En 2021, alors que l'industrie est secouée par une série de scandales, que des piliers de grands studios sont accusés de harcèlement sexuel, d'entretenir une culture misogyne et toxique en interne, il évacue le sujet de deux phrases : « Avant de commencer, on ne peut pas ignorer l'actualité. Les créateurs de jeux doivent être soutenus par les entreprises qui les emploient. Ce soir, j’appelle tout le monde à bâtir une industrie du jeu vidéo meilleure, plus sûre et plus inclusive. » Difficile de faire plus lisse. Activision, Ubisoft, Blizzard : aucun des studios mis en cause n'est nommé. Geoff Keighley veut surtout ne se fâcher avec personne et surtout pas avec ceux qui payent cher pour faire la promotion de leurs jeux et des sorties à venir entre les récompenses.

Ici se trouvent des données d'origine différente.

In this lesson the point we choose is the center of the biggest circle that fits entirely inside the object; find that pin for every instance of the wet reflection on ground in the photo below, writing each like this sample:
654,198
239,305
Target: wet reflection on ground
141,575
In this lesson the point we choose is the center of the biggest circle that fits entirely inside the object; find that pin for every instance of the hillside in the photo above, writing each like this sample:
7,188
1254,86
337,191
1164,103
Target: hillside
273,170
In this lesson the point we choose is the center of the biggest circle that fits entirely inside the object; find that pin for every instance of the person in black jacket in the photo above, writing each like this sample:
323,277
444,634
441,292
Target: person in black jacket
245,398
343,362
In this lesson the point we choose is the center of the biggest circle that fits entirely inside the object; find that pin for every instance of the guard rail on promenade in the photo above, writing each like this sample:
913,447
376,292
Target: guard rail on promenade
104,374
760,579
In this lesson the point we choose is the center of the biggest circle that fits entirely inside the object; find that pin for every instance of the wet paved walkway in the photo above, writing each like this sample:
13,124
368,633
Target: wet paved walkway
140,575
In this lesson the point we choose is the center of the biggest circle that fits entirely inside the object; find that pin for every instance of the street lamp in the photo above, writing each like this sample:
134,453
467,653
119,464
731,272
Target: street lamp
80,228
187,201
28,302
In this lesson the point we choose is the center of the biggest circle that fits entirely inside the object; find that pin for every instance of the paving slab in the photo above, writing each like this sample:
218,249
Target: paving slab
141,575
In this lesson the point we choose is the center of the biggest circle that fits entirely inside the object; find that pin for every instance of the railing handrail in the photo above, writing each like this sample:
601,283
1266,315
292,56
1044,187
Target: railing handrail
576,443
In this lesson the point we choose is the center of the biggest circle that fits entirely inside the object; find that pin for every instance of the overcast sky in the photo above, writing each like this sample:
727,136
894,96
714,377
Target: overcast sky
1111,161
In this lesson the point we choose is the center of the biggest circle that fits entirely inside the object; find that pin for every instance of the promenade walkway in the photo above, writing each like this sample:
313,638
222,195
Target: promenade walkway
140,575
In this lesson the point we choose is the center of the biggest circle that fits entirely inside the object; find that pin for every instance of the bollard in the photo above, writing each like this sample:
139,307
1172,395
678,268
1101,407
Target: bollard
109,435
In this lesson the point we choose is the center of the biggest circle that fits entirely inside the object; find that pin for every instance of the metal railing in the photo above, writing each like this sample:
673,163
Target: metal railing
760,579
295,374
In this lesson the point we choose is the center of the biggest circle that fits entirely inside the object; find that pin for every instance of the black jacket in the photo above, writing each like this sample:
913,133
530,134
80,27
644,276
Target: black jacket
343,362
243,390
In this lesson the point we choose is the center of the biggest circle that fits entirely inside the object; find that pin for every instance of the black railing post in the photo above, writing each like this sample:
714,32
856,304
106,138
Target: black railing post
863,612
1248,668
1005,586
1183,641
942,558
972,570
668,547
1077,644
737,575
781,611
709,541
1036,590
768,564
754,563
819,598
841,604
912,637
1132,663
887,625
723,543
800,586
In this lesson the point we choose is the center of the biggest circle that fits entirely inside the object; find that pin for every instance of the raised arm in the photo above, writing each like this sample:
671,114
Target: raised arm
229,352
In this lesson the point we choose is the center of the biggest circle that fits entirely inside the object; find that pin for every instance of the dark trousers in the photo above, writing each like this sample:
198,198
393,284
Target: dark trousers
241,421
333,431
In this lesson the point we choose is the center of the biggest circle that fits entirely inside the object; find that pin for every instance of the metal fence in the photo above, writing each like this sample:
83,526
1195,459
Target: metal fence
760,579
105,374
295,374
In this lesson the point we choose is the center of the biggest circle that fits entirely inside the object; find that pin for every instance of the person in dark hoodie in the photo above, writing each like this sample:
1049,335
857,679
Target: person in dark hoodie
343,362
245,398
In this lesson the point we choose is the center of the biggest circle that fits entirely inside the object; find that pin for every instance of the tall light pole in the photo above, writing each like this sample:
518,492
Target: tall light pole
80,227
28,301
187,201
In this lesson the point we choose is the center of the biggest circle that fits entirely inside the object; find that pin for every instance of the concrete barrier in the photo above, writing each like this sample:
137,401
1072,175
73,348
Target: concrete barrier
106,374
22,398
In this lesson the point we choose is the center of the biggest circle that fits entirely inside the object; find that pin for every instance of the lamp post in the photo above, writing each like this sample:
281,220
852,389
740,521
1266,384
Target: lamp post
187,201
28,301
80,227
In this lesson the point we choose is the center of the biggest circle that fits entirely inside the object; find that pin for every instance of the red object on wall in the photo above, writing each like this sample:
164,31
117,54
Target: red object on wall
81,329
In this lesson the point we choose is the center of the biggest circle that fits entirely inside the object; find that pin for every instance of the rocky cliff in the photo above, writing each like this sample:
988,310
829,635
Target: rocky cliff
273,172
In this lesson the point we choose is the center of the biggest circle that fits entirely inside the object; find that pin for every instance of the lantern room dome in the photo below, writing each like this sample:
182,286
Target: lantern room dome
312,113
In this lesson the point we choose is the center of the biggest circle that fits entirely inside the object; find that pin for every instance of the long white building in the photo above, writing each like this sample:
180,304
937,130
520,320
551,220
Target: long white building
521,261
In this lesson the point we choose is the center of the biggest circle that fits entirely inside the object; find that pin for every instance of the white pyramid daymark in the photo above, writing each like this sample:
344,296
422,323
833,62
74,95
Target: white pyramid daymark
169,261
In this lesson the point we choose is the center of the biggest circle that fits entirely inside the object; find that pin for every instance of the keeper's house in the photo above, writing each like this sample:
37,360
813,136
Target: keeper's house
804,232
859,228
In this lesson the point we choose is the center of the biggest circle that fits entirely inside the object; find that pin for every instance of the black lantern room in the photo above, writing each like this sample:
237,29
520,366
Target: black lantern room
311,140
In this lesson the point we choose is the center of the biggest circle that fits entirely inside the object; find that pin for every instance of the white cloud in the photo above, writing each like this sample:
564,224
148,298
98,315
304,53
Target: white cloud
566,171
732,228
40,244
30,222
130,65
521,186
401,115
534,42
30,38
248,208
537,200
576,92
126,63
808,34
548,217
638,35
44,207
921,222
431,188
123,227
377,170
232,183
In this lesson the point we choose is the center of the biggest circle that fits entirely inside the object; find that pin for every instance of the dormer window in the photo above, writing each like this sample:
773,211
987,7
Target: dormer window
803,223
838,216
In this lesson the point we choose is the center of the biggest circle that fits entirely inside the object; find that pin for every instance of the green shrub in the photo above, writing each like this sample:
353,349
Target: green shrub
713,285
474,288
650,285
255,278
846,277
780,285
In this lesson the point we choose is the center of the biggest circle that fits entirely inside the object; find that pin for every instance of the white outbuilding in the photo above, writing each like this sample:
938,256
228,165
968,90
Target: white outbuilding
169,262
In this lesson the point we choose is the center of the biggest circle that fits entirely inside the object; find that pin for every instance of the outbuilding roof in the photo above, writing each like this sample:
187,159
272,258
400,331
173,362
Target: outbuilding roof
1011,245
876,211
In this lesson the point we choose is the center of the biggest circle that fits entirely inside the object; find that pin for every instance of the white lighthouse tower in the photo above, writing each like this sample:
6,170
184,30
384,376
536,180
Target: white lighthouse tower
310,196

Aucune prise de position politique n’est tolérée
Geoff Keighley, à la fois producteur et maître de cérémonie, a fait des Game Awards un rendez-vous marketing incontournable à quelques semaines de Noël et des fêtes de fin d’année. Et pas question que la politique vienne gripper cette mécanique bien huilée : malgré une lettre ouverte de plusieurs nommés dans la catégorie « Future Class » (qui représente les jeunes espoirs de l’industrie) appelant à une prise de position en faveur des Palestiniens de Gaza, pas un mot sur le sujet n’a été prononcé au cours de la cérémonie. Une développeuse qui devait remettre un trophée a même été désinvitée après avoir exprimé son intention de profiter de la tribune pour dénoncer « le génocide en cours en Palestine ». Pas non plus sur les milliers de développeurs licenciés en 2023 alors que l'industrie traverse une année noire.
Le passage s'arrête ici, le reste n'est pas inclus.